In part of chapters 2 and 3, and chapters 6, 7, and 8, Zeeman reads PPl in light of these contexts. She shows how L uses his iconographical matrix to explore the complex and mutually interpenetrating categories of revealed and natural understanding and their impact on the self. She argues that by the end of the poem he assumes that the reader will recognise them without labels; here, she claims, ‘kynde forms of seeing, suffering and loss…shape L’s thinking about patient poverty, the politics of ownership and mendicancy’ (263).
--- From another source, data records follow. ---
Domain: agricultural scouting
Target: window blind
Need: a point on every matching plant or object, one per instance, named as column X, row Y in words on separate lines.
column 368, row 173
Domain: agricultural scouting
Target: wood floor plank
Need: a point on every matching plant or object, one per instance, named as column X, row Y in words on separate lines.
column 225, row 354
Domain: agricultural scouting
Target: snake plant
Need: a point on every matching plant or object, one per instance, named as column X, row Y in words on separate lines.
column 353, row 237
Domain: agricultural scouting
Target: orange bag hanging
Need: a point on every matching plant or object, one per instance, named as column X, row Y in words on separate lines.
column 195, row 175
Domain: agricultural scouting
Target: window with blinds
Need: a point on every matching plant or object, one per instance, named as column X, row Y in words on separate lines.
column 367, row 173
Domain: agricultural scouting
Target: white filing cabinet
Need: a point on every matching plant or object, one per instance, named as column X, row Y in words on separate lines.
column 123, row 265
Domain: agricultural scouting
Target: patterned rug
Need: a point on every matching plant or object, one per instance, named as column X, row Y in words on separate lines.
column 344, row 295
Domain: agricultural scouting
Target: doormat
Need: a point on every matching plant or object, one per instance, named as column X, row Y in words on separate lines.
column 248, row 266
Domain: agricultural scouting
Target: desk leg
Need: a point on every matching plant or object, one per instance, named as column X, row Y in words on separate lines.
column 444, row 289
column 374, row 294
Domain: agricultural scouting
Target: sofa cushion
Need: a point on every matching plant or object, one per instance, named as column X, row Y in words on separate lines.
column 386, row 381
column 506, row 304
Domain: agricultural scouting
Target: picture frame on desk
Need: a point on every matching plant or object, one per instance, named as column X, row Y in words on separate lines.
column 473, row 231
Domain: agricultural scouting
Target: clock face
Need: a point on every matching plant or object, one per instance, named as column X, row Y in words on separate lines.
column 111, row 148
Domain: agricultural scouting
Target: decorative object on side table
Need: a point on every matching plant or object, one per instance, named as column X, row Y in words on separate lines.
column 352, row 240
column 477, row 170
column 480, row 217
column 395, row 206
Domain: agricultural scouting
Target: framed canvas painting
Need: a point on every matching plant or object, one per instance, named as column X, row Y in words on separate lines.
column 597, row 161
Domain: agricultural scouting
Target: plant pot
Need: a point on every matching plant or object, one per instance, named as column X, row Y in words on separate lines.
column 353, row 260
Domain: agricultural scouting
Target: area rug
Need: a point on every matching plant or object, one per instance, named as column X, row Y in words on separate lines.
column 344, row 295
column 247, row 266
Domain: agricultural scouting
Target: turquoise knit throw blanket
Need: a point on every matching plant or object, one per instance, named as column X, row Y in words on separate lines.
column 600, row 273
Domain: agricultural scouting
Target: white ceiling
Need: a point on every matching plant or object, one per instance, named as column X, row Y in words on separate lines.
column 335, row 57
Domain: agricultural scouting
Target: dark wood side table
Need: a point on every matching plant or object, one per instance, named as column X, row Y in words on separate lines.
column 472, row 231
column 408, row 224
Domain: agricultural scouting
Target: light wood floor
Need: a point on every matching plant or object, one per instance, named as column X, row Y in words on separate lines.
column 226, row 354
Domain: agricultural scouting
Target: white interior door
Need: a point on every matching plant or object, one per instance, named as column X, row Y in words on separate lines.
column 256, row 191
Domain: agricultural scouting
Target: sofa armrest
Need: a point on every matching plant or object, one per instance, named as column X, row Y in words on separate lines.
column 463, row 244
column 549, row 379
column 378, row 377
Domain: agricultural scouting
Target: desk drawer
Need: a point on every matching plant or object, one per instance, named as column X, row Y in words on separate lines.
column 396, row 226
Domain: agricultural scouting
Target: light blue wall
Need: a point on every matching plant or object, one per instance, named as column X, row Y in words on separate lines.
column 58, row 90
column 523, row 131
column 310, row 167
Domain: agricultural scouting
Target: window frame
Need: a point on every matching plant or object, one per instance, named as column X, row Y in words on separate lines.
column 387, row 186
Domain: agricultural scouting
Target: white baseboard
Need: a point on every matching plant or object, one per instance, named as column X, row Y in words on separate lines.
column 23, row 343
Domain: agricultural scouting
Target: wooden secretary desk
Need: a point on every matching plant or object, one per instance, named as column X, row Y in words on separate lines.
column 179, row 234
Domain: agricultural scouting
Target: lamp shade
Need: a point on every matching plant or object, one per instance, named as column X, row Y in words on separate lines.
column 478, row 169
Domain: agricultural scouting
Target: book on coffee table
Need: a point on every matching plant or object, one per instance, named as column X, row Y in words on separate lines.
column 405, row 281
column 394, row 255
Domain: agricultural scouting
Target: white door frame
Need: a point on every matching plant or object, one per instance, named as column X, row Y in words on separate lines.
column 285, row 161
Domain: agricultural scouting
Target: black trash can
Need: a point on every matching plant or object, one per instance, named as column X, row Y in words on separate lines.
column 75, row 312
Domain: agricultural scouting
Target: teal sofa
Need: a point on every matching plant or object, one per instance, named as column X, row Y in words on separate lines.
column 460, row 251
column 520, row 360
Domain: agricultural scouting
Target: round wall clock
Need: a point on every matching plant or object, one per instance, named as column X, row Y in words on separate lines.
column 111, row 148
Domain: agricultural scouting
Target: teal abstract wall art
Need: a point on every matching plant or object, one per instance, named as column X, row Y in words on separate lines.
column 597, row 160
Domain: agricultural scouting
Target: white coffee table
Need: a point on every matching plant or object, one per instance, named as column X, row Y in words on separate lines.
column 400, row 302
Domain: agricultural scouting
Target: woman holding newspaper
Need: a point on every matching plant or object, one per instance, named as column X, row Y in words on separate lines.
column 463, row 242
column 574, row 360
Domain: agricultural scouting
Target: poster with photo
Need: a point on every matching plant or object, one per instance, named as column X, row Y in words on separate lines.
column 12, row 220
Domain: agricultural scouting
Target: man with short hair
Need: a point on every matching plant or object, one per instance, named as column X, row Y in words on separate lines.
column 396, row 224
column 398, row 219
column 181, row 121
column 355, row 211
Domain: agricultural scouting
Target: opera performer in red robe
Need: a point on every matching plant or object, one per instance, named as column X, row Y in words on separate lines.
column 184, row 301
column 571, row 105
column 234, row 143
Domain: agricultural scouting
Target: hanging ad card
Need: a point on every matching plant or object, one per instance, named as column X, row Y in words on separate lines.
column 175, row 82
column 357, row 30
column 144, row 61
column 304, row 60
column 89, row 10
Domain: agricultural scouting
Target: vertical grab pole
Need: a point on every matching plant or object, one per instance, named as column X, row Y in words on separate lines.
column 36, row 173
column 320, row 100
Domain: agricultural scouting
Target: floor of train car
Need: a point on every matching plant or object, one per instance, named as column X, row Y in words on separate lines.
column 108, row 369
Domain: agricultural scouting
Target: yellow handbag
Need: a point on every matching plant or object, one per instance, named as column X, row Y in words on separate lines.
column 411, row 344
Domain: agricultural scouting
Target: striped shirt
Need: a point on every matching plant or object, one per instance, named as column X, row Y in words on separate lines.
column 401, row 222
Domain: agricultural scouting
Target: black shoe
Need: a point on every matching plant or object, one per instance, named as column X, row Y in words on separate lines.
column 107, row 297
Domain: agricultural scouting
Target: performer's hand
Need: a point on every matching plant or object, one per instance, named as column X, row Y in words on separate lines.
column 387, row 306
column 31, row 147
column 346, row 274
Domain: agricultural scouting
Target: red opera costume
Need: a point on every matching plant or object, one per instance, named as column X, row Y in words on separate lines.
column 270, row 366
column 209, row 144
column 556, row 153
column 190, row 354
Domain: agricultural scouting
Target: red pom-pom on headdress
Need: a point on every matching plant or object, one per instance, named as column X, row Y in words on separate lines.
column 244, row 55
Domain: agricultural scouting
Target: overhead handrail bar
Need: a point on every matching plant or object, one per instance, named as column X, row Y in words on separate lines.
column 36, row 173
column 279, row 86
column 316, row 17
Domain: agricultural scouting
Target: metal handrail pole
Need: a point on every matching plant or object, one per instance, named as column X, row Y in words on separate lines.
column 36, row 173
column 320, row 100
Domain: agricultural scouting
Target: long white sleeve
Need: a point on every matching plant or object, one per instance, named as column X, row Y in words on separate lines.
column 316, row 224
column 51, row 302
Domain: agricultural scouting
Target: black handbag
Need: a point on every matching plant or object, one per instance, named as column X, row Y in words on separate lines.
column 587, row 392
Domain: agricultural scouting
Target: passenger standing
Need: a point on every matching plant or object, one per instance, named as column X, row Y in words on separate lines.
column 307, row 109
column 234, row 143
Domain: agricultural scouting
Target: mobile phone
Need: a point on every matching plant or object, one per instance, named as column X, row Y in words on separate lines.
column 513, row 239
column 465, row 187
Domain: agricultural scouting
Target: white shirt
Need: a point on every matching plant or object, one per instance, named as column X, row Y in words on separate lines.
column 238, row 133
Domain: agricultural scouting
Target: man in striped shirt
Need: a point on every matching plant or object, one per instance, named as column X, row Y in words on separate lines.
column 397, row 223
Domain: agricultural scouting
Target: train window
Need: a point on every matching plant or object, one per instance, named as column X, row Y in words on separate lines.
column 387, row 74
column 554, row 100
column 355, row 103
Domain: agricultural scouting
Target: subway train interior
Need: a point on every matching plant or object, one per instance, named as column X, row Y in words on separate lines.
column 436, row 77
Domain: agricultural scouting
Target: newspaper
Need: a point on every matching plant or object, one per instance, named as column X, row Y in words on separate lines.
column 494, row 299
Throughout, she describes Wil as the inevitable psychological counterpart to L’s theories of failure and renewal as he ‘oscillates erratically…between extremes of virtuous and culpable desire, willed and unwilled action…more like psychoanalytic desire in pursuit of an endlessly substituted object than a rational will in search of its proper ends’ (76).

Reviewed by:

  • R. N. Swanson, The Heythrop Journal, 48 (2007), 797-98;
  • Lawrence Warner, Medium Aevum, 76 (2007), 128-29;
  • Andrew Galloway, Choice, 44 (2007), 836;
  • Michelle Karnes, Modern Philology, 106 (2008), 218–21;
  • Sebastian Sobecki, Anglia, 125 (2007), 134–35;
  • D. Vance Smith, YLS, 23 (2009), 302-07;
  • Sarah Wood, Notes and Queries, 56 (2009), 449-50;
  • Jessica Rosenfeld, Exemplaria, 23.1 (2011), 92-102.